The international officer shouted to Albertius to come forth while Albertius’ hands shook out of fear of rejection. He shot his eyes directly towards the tan marble while pretending his rice patty hat still existed to shield his eyes from the agonizing sun. I’m going to get deported no matter what I do. Oh God, help me start a new life, he prayed silently.
The officer glared at Albertius, as his eyes scanned Albertius’ frail body and tormented clothes for a possibility that he could be hiding suspicious items.
“How long are you planning to stay in America?” he asked irritably.
Albertius glanced up at him, but his eyes quickly darted towards the floor.
“I can’t speak English,” he replied in Indonesian. The international officer frowned as if Albertius’ words were gibberish.
“Are you Hispanic?” the officer questioned impulsively as he lifted his dark bushy eyebrow. He was gazing at Albertius’ tan skin and shaggy black hair.
“I don’t understand what you are talking about,” Albertius responded with confusion.
The officer rolled his eyes and revealed his sacking eyebags as he reached for his walky-talky for a translator.

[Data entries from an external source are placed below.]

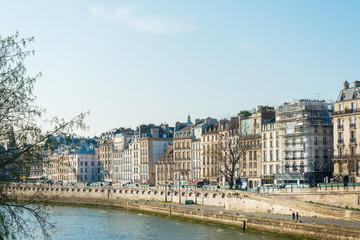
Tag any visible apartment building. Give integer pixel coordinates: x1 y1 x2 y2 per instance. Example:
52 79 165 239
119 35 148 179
274 99 333 183
137 124 174 184
333 81 360 182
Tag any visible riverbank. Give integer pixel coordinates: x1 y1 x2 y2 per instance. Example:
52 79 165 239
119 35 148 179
32 196 360 240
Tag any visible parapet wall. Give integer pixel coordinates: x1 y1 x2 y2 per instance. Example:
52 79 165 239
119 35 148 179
9 184 360 220
9 188 360 240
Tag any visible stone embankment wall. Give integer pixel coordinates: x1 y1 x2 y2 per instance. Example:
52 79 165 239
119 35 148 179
262 186 360 209
9 185 360 220
11 190 360 240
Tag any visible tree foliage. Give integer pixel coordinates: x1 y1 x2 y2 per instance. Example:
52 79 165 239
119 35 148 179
215 128 249 189
0 33 87 239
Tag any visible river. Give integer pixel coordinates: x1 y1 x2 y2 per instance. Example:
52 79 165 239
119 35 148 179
31 206 296 240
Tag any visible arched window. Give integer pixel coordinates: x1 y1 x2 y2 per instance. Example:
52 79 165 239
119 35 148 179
300 162 305 173
293 162 297 172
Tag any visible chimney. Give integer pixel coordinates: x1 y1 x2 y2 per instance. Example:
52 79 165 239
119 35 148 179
354 80 360 87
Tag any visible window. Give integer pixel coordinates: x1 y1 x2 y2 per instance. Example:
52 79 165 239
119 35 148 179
339 104 344 112
351 102 356 111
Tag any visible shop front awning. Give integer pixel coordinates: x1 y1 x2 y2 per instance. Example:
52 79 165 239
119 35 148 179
274 172 306 181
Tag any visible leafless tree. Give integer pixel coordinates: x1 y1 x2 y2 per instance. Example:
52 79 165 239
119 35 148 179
0 33 87 239
213 128 249 189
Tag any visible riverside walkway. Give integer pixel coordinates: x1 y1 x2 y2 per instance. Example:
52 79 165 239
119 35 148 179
158 202 360 229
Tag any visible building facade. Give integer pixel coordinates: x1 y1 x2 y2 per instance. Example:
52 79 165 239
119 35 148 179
333 81 360 182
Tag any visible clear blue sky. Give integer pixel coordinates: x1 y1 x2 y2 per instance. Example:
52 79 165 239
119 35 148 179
0 0 360 136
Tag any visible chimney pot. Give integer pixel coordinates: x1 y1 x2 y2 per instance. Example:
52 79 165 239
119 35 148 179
354 80 360 87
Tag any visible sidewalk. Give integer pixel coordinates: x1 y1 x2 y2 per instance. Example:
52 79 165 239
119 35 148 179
160 202 360 229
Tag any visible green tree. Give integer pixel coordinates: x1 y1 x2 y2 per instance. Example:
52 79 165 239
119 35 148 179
0 33 88 239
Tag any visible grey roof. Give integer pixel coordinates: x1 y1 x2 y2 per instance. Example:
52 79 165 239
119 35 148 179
336 87 360 102
75 147 95 154
176 125 193 132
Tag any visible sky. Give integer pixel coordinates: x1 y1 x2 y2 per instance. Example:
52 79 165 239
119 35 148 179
0 0 360 136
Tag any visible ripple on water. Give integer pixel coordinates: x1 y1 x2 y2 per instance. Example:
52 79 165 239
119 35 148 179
28 206 298 240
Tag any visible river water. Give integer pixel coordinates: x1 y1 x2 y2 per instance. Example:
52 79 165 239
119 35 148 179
31 206 296 240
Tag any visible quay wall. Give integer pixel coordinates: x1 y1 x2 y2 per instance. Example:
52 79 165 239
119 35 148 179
8 185 360 221
11 192 360 240
261 186 360 209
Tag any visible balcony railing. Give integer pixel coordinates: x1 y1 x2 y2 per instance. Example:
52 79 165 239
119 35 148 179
333 108 360 115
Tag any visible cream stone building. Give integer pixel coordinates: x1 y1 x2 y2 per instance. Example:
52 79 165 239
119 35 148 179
156 144 175 185
239 106 275 189
261 117 283 185
44 151 70 182
201 123 220 185
274 99 333 184
137 124 173 185
173 125 192 185
333 81 360 182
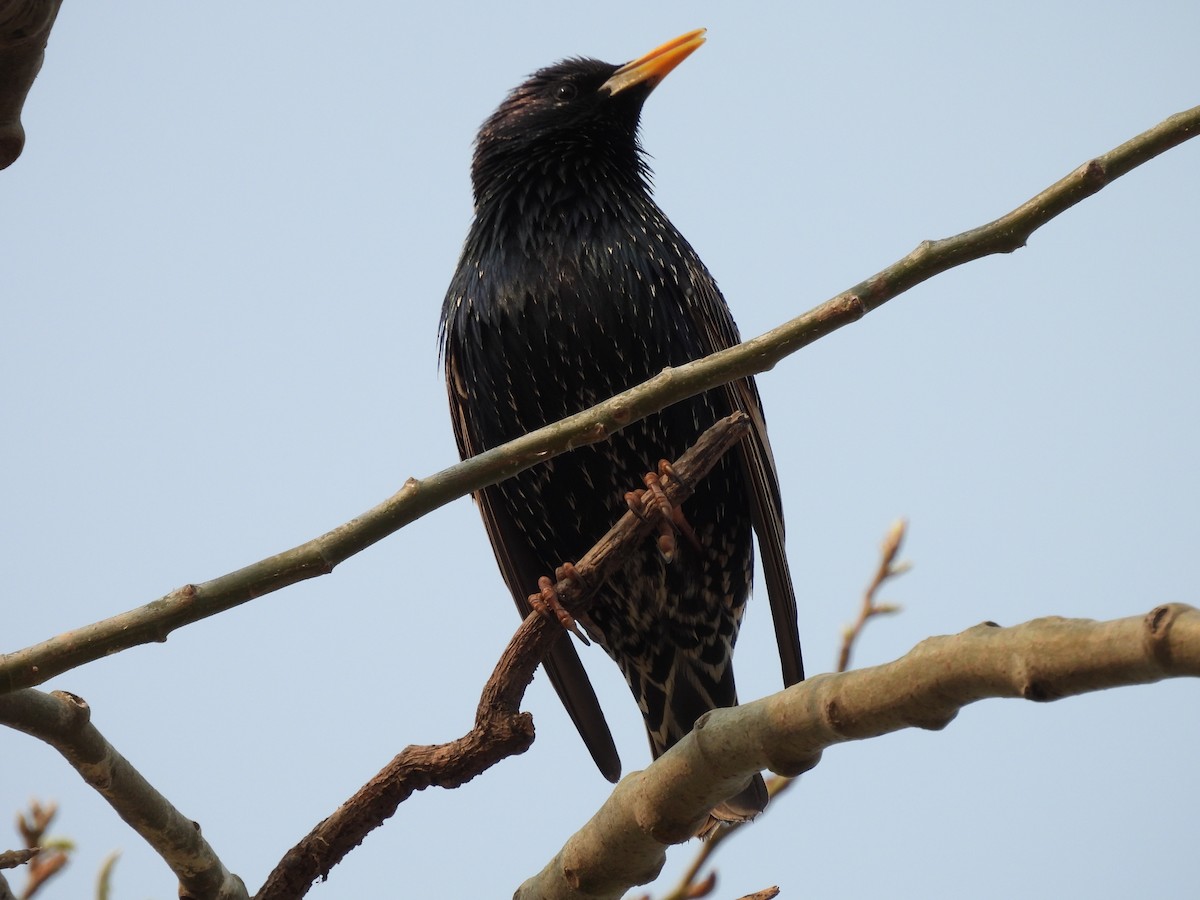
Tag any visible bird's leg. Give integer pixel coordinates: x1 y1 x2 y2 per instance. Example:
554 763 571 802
659 460 703 552
625 460 701 563
529 563 592 646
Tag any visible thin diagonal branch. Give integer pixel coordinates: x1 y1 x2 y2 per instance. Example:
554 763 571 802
256 413 750 900
515 604 1200 900
0 689 246 900
0 107 1200 691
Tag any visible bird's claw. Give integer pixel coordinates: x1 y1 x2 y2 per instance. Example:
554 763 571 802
625 460 701 563
529 563 592 647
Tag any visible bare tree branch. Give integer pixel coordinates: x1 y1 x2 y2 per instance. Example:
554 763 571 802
646 518 911 900
0 689 246 900
515 604 1200 900
256 413 750 900
0 107 1200 691
0 0 62 169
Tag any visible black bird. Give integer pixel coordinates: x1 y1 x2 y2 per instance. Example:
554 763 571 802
440 29 804 820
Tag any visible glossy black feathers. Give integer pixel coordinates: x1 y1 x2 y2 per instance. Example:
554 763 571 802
442 42 803 817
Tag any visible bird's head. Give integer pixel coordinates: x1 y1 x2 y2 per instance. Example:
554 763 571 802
472 29 704 205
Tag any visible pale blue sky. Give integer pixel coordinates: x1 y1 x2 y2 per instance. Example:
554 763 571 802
0 0 1200 900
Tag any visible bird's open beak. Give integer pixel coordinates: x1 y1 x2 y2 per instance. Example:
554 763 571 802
600 28 707 94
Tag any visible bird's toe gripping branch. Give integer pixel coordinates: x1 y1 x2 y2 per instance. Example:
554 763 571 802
625 460 701 563
529 563 592 646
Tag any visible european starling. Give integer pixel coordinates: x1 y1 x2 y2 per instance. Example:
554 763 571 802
440 30 804 820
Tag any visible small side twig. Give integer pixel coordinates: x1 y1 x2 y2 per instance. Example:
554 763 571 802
834 518 912 672
256 413 749 900
0 688 246 900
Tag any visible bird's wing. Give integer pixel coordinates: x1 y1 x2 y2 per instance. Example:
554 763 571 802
446 353 620 782
690 259 804 686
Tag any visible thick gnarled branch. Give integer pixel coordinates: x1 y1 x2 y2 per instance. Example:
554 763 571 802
0 107 1200 692
516 604 1200 900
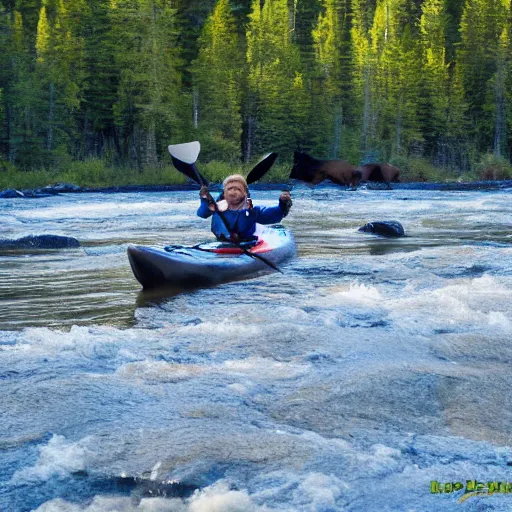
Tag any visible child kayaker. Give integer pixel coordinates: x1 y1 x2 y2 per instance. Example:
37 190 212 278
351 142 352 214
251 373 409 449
197 174 292 242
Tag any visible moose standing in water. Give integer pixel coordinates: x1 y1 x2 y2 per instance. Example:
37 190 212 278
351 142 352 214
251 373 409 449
290 151 400 190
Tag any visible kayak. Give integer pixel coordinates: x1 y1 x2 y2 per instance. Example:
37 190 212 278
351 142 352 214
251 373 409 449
128 224 296 289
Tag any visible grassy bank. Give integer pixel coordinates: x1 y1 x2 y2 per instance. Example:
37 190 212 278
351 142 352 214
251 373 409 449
0 155 512 190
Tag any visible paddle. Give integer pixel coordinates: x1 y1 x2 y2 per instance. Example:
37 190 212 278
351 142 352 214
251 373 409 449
167 140 283 274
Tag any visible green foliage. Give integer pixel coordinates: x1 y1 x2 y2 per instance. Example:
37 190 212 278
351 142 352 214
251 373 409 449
0 0 512 181
390 157 459 182
475 153 512 180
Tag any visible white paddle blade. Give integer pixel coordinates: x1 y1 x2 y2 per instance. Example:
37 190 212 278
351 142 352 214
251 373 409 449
167 140 201 164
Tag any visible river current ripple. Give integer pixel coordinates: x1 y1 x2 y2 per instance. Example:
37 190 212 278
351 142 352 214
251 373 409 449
0 186 512 512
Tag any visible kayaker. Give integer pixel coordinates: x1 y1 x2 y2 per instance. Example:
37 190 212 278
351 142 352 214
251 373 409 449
197 174 292 242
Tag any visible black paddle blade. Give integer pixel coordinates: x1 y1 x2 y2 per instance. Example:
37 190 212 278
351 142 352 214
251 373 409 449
167 140 208 186
171 155 202 185
247 153 278 185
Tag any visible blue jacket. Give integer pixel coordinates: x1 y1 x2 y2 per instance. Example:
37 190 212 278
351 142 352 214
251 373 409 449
197 198 284 239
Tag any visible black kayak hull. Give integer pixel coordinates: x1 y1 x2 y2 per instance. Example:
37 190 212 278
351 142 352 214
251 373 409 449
128 226 296 289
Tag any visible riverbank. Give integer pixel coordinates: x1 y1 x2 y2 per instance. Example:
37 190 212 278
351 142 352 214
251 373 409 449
0 180 512 199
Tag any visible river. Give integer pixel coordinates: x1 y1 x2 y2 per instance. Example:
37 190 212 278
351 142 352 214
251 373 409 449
0 186 512 512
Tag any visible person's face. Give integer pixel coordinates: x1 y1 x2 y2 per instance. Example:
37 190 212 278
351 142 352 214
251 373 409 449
224 181 246 208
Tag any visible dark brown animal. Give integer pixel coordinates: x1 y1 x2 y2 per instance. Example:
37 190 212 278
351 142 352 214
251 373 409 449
290 151 361 189
359 164 400 188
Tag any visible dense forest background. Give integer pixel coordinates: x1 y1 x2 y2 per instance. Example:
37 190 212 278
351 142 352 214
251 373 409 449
0 0 512 178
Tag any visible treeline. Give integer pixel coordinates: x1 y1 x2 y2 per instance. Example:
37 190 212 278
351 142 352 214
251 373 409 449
0 0 512 170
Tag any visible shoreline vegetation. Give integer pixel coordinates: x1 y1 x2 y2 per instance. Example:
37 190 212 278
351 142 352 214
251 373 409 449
0 154 512 191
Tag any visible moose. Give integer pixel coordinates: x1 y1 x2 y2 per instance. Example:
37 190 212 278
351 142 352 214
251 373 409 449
290 151 400 190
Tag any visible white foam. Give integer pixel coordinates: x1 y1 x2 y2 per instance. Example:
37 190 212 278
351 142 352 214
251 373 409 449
293 473 348 512
12 435 93 483
189 481 268 512
35 496 188 512
327 282 382 304
116 361 207 382
218 357 310 379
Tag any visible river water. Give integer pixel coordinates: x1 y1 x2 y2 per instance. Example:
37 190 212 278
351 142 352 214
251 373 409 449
0 186 512 512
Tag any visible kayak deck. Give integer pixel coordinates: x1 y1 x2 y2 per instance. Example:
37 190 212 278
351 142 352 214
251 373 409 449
128 225 296 289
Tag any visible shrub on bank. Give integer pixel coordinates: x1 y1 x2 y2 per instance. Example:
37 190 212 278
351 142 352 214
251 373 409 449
390 157 470 182
475 153 512 180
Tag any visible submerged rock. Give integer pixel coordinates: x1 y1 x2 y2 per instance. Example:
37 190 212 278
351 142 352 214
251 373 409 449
0 188 25 199
358 220 405 237
39 183 83 194
0 235 80 250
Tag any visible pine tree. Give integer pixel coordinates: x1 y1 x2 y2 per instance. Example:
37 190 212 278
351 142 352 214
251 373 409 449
193 0 244 161
371 0 422 155
245 0 308 159
313 0 354 158
457 0 510 152
111 0 180 170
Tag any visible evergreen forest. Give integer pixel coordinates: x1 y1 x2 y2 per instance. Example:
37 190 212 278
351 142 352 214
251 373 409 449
0 0 512 181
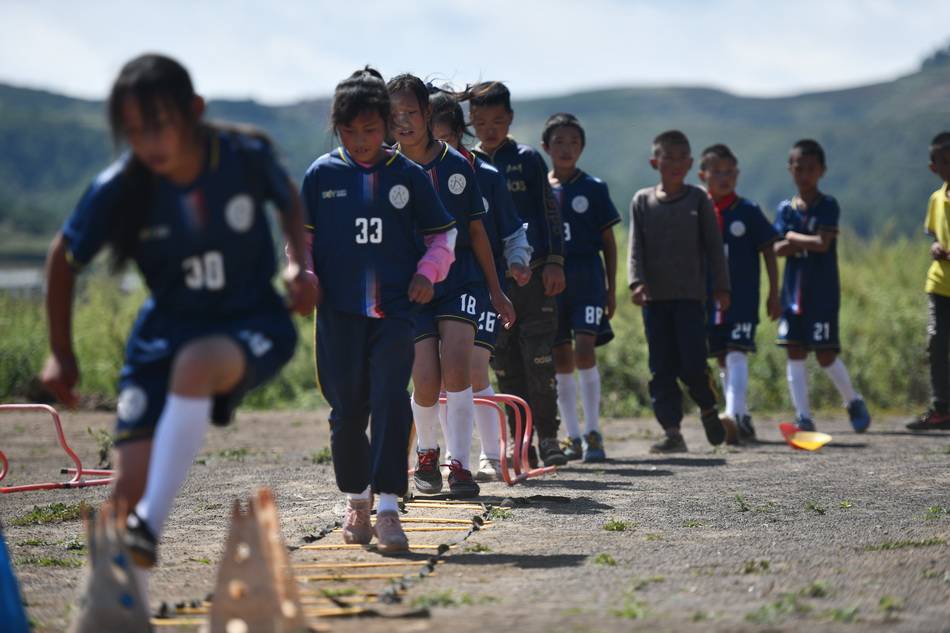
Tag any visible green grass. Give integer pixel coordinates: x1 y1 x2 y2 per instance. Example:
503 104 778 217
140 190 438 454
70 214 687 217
591 552 617 567
604 519 636 532
864 537 947 552
745 593 811 625
310 446 333 465
10 501 92 527
16 556 86 569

“I understand him,” a hushed voice whispered from behind Albertius. The girl was waiting in line for her turn with her parents. The officer immediately glanced up and summoned the little girl from behind.
“The man is Indonesian, sir. My family can translate his words if you let us,” she said as she subtly smiled at Albertius.
“The man asked how long you are staying in America,” the little mom told Albertius as she steps forth to the counter with her daughter.
“Tirama kasih,” Albertius responded. “Tell him I plan to stay for two weeks, and I have a tourist visa.”
The family repeated his words to the officer, and the officer asked Albertius to show his visa and work permit. With much convincing and persuasion, the international officer allowed Albertius to stay in the U.S. for two weeks under the provision of the government. Albertius thanked the officer and the family several times, as he bowed with his palms touching each other to express his gratitude.
Running towards the light emitting from the glass doors towards freedom with his hands clutching his baggage, the American dream was within reach.